The experimental rabbits were anesthetized, and then we cut the abdomen to get the perfusion arterial segments and collected aneurysm specimens. AAA tissue and Trizol (Takara Biomedical Technology (Beijing) Co., Ltd., China) were added into a glass homogenizer. Total RNA was extracted by the Trizol method.

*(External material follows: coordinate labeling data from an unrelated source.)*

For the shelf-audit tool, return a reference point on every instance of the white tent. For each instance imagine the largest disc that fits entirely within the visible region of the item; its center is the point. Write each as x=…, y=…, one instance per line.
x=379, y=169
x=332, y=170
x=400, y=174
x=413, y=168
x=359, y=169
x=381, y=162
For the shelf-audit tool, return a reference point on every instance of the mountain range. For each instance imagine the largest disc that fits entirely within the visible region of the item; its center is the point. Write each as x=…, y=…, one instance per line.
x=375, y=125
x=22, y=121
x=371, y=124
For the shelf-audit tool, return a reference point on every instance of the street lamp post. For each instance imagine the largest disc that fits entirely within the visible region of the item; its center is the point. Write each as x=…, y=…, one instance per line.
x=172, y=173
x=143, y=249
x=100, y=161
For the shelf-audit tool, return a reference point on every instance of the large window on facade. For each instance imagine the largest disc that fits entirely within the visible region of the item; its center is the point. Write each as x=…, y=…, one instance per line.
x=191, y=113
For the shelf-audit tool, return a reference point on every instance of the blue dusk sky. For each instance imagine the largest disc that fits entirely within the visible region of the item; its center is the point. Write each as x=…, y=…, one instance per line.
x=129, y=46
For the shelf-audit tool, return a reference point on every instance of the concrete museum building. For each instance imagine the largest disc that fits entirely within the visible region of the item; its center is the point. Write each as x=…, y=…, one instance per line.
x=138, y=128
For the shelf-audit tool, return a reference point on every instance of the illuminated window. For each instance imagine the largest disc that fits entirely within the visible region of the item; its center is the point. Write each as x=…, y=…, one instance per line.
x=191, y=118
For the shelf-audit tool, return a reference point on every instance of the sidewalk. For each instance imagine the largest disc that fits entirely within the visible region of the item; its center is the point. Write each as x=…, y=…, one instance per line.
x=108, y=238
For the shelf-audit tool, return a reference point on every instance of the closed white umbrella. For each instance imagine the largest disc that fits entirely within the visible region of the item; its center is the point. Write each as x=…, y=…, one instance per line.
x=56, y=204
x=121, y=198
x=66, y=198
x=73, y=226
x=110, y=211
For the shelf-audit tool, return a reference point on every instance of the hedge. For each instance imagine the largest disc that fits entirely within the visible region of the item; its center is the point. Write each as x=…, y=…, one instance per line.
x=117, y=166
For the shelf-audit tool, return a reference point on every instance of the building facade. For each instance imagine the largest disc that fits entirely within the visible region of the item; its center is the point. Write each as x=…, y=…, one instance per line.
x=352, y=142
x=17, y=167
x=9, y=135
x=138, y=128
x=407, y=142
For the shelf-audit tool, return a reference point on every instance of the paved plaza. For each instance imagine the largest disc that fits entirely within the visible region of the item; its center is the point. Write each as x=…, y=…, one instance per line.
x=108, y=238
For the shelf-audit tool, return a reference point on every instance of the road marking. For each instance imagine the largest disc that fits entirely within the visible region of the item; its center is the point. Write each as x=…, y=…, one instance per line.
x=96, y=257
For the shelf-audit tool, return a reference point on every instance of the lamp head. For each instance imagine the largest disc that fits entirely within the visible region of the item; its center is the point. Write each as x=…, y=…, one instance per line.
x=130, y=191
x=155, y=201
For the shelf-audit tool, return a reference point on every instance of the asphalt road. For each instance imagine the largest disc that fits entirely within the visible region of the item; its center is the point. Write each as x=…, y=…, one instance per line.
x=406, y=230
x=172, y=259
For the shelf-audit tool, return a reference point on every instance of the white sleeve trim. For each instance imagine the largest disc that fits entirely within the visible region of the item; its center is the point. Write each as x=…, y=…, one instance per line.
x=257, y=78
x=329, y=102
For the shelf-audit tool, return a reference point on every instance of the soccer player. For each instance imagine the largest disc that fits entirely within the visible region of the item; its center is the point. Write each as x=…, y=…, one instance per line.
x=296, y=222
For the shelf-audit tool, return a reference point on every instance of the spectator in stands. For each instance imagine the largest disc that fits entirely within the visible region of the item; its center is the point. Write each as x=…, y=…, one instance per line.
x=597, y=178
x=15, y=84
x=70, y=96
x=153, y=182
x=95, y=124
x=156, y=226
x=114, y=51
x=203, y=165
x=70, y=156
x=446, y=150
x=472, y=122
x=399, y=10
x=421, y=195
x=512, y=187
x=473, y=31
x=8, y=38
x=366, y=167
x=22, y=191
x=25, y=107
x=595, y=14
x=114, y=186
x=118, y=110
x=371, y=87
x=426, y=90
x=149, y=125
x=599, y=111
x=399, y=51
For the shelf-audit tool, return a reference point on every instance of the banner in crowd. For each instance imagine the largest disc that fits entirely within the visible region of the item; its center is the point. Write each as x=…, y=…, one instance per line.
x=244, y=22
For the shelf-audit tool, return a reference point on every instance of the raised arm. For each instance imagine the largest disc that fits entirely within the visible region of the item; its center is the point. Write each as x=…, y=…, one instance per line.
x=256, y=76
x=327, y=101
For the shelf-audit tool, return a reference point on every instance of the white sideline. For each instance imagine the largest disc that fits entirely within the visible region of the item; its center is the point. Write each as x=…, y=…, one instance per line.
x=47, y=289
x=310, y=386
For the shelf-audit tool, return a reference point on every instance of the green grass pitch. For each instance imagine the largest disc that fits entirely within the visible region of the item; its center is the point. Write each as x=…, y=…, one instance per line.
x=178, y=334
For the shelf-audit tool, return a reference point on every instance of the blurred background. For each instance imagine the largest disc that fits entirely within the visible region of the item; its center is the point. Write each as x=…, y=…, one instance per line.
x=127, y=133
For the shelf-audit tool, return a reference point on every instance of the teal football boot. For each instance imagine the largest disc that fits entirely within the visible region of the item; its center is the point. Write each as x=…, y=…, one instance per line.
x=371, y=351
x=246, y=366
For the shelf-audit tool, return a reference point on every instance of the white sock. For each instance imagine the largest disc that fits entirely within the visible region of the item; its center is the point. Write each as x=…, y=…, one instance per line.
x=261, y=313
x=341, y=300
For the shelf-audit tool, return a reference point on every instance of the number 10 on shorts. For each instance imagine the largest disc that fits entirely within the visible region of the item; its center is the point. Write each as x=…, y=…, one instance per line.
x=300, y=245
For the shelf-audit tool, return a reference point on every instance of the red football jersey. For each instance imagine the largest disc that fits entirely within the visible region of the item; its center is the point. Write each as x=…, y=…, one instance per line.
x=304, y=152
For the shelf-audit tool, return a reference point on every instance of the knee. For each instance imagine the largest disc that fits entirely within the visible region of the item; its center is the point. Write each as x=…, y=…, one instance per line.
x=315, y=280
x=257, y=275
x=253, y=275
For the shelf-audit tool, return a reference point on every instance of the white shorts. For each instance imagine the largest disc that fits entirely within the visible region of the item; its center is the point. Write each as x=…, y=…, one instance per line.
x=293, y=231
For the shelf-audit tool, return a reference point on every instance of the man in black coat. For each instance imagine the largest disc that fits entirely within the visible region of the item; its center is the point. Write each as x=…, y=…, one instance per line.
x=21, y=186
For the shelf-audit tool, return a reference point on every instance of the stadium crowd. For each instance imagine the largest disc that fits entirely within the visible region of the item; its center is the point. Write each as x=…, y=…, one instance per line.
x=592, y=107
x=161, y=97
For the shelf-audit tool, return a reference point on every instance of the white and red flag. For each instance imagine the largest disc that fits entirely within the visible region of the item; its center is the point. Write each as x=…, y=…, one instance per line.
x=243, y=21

DEPC (Takara, China) water was added to dissolve the RNA according to RNA concentration, and RNA concentration was measured by NanoDrop 2000 Ultramicro Spectrophotometer (Thermo Scientific, USA). The extracted RNA was reverse transcribed into cDNA by using PrimeScript™RT Master Mix reverse transcription kit (RR036B, Takara, China). PCR parameters set: 37°C/60 minutes, 85°C/5 seconds.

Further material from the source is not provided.